Northrop Grumman Corp.'s earnings inched up 1.4% in the third quarter as the nation's third-largest military contractor said it was bracing for a protracted stretch of cuts in Pentagon spending.
In a conference call with analysts Wednesday, Northrop Chief Executive Wesley G. Bush said the Century City-based company has been positioning itself for the pullback and hinted that there may be more layoffs in the months to come.
Last month, Northrop announced that it was eliminating 500 jobs in its aerospace division, with most of the cuts expected at its facilities in Redondo Beach and El Segundo.
"As we look ahead to next year, we would expect U.S. defense spending to be flat to low single-digit growth," he said, adding that the company "fully understands the challenges and we'll continue to make the difficult decisions and take the actions necessary."
A quarter of Northrop's worldwide workforce — about 30,000 employees — is in California, with the vast majority of those workers in the Southland.

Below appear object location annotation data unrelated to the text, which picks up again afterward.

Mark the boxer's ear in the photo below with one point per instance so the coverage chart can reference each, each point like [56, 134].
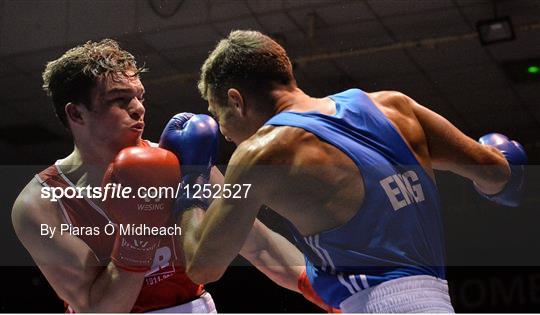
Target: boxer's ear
[236, 101]
[73, 113]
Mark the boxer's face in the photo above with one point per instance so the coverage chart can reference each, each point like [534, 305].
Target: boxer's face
[116, 115]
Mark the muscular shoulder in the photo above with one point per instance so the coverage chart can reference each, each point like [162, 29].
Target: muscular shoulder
[30, 210]
[392, 100]
[278, 145]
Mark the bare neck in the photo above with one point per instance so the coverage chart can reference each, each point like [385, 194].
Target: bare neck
[298, 101]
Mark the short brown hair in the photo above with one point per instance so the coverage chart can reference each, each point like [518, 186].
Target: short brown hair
[71, 77]
[247, 59]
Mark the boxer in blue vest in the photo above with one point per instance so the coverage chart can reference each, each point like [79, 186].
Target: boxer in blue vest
[352, 172]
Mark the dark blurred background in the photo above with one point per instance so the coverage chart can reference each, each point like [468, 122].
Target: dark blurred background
[430, 50]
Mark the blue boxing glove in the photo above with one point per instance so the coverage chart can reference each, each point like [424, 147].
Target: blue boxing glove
[517, 158]
[194, 139]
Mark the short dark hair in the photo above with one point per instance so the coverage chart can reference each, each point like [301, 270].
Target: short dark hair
[71, 77]
[245, 59]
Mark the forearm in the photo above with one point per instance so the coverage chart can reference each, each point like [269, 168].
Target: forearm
[113, 291]
[274, 256]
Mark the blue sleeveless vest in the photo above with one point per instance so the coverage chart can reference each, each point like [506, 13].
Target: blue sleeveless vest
[397, 230]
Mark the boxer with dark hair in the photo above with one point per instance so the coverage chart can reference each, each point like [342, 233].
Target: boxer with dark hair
[352, 172]
[97, 94]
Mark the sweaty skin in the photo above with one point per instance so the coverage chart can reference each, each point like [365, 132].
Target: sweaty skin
[312, 183]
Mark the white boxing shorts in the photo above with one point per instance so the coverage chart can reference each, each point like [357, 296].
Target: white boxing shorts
[204, 304]
[414, 294]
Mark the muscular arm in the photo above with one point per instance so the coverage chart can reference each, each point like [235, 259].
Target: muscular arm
[453, 151]
[68, 263]
[268, 251]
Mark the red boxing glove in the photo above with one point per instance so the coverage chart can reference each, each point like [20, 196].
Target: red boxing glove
[137, 167]
[309, 293]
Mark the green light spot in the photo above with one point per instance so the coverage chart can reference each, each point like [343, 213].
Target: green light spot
[533, 69]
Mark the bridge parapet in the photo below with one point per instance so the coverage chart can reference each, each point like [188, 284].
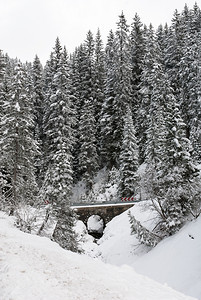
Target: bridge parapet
[107, 211]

"Everybody in the defense industry is expecting a slowdown at this point," said Wayne Plucker, an aerospace analyst with the research firm Frost & Sullivan. "From the small supplier to the industry behemoths, they're all feeling it."
Nonetheless, Northrop said that while Pentagon spending was slowing it still grew in the third quarter, when all but one of the company's five business units saw sales increases.
Overall sales rose about 4% to $8.7 billion.
Sales were bolstered by the company's largest unit, aerospace systems, which makes fighter jets and robotic spy planes. The division's sales rose 7% to $2.7 billion.
Information systems was the exception. The company won fewer contracts from local and state governments for computer services, causing revenue to remain flat in the quarter.
Northrop reported net earnings of $497 million, or $1.67 a share. That's up from $490 million, or $1.53, in the same quarter last year. Analysts, on average, had expected $1.46 a share.
The better-than-expected results led Northrop to bump up its 2010 earnings estimates by 15 cents, to $6.85 to $7 a share. It is the third straight quarter that the company has increased its estimates.
Northrop's shares rose 3 cents to $61.38.